Only Mahmood was elected, beating Preston who had been subjected to a two-year Network-funded disinformation campaign. A former tenants’ rights attorney and champion for vulnerable San Franciscans, the District 5 supervisor was considered a stubborn obstacle to the Network’s success.
As for the mayor’s race, organized labor split its support. The carpenters’ union stayed with Breed while the firefighters abandoned her in favor of former District 2 Supervisor Mark Farrell. The plumbers’ union and a handful of building trade unions supported District 11 Supervisor Ahsha Safai. SEIU 1021, which represents city employees, non-profit staff, health care workers and school employees, endorsed Board of Supervisors President Aaron Peskin. However, neither the city’s unions nor the Astroturf Network could overcome the staggering amount spent by Levi Strauss heir Daniel Lurie to secure the city’s highest office.

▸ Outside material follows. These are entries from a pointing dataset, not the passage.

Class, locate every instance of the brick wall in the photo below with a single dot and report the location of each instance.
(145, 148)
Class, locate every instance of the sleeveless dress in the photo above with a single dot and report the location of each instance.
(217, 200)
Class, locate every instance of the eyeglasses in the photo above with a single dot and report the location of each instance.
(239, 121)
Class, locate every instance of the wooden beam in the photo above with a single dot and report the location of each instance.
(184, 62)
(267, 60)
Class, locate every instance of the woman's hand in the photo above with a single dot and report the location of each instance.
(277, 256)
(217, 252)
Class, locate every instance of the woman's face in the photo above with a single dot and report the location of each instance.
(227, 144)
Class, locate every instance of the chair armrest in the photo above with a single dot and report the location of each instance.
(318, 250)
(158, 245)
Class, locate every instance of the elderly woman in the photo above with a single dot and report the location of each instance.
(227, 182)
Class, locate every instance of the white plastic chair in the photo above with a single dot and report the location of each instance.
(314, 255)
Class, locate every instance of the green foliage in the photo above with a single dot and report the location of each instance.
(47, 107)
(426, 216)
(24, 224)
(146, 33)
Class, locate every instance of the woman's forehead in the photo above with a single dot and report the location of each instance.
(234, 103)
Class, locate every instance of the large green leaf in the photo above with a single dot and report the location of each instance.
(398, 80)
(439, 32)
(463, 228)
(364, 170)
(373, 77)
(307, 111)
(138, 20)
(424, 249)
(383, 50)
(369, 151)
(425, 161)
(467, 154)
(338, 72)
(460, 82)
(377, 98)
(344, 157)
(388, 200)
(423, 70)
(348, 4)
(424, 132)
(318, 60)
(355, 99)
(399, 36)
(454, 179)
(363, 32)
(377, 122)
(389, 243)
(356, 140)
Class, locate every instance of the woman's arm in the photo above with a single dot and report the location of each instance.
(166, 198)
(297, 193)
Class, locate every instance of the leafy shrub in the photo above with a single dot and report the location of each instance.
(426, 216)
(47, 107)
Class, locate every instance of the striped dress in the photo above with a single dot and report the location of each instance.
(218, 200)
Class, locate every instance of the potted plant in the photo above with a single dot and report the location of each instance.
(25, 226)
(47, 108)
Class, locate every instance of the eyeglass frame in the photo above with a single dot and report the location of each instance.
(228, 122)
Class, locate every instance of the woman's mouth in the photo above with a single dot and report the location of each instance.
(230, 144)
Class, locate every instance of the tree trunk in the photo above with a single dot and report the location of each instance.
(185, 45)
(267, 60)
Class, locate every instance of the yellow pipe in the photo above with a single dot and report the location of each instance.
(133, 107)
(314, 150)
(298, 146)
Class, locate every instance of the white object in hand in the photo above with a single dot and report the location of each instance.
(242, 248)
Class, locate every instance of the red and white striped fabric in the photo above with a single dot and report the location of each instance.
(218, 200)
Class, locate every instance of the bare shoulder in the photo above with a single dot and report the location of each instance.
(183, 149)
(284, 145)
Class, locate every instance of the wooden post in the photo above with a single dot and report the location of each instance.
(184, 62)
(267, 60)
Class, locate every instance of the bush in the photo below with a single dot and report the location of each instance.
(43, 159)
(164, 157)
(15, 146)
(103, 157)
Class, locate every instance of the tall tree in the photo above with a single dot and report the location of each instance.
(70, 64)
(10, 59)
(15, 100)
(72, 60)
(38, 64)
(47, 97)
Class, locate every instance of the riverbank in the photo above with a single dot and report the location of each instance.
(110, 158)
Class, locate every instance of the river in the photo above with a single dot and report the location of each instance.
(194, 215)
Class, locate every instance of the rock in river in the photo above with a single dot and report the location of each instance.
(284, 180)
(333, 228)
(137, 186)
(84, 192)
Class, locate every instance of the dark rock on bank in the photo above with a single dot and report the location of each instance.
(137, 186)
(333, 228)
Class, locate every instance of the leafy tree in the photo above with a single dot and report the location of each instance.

When united and willing to flex its considerable muscles, labor remains a powerful force. It came together to back District 1 Supervisor Connie Chan, a passionate union supporter, and District 11 challenger Chyanne Chen, a labor organizer. Chan won in a district gerrymandered to elect her opponent. Chen edged out a crowded field to secure her seat on the board.
In an ungracious concession statement, Philhour, a former Breed aide, blamed “an unprecedented amount of outside special interest money” for her loss, a strange complaint given the tens of thousands of dollars she received from the Astroturf Network. The “special interests” Philhour refers to are none other than working San Franciscans who struggle to live in a city increasingly hostile to their needs. Like her former boss, Philhour catered to the wealthy, paying little heed to the residents responsible for making San Francisco a liveable city.